Monday, 23 January 2012

Q and A with Agent 160 Writer Sam Burns


As Agent 160 Presents Agent 160 draws ever closer, we'll be posting interviews with some of our writers. First up - Sam Burns...




I'm Sam Burns and my piece Amnesty is appearing in Agent 160 Presents Agent 160.


What have you seen recently that's inspired you?

I’m rather rural at the moment, so I read more plays than I see, but I did catch a rather splendid am-dram production of Top Girls towards the end of last year. That’s a play that took me several attempts to read, ‘cause the overlapping dialogue gave me brain-freeze – works a lot better on the stage.


What is your play about?

It’s a monologue: it’s about a girl who’s planning to give up her knife in an amnesty.


Whose work inspires you?

My favourite playwright’s Arthur Miller, probably. Or some Restoration bod. But I’m currently reading my way through various names I’ve never had the chance to see: Jez Butterworth, Lucy Prebble, Mike Bartlett. It’s all very instructive. (I don’t mean to make them sound like theoretical physicists.) I find other media triggers my writing more than the stage though, oddly – a poetry reading by Paul Henry or Catherine Fisher always has me wishing I’d brought a pen and paper. (I don’t mean to make me sound like a plagiarist.)


What are you most looking forward to as part of the process?

It’s all so new to me (this’ll be my second production, after my piece in Sixty-Six Books) that I have really no idea! It’s all an adventure.


How have you found the writing process so far?

Been a while since I tackled a monologue and I did rather enjoy it. It started life as a duologue, which really didn’t work: there was a very clear protagonist and then a character who seemed to be hanging around awkwardly on the fringes, like me at a party. So I excised the second character and things fell together a little more. I hope.

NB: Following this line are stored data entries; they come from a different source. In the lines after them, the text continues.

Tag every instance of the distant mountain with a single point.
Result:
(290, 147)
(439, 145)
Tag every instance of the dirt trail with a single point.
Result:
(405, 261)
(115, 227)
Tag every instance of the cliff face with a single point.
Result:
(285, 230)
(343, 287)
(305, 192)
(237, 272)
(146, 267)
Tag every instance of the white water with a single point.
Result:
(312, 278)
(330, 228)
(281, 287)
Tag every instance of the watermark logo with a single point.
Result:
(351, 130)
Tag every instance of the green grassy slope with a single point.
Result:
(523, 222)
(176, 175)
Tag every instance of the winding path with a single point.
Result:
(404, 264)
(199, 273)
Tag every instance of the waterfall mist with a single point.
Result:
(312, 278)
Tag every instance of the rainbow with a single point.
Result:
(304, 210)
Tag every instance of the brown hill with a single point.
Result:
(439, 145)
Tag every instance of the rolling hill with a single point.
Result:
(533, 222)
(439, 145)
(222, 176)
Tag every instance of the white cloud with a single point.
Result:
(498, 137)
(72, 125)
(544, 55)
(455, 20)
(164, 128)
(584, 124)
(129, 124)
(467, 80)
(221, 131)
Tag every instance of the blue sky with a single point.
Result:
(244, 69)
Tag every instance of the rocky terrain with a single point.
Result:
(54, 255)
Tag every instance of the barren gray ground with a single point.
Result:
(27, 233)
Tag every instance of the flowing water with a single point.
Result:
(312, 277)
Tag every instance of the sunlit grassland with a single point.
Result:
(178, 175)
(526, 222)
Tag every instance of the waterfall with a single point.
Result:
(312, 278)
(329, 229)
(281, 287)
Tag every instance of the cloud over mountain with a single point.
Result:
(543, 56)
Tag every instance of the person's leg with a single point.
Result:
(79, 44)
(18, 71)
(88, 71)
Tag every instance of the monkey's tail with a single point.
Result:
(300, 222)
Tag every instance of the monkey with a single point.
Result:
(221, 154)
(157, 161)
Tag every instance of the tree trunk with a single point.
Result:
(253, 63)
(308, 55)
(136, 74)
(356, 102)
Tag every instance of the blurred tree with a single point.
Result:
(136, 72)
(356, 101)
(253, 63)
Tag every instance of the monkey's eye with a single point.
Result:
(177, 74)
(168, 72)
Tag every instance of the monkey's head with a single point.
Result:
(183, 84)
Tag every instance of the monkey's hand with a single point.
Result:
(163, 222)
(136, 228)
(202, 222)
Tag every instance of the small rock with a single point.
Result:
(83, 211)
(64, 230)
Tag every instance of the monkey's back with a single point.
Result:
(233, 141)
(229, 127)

What excites you about Agent 160?

It puts the writer at the forefront of the process, and I don’t think there’s anything very like it knocking about the place at the moment. And I’m excited about anything that endeavours to rectify that ghastly 17 per cent statistic (just 17 per cent of produced work in the UK is written by women).


What do you want an audience to take away having seen your play?

I’m very Barthesian about this – basically I think it’s entirely up to them. I hope I’m not didactic: about the last thing I’d want anyone to come away feeling is ‘Well, that’s taught me a lesson’.


What else are you currently working on?

I’m back to writing plays on spec at the moment - one never-ending redraft, a new full-length play and the odd short piece here and there. Also tentatively looking into finding a new job – preferably one that’ll leave me some time to write, and that doesn’t involve telephones.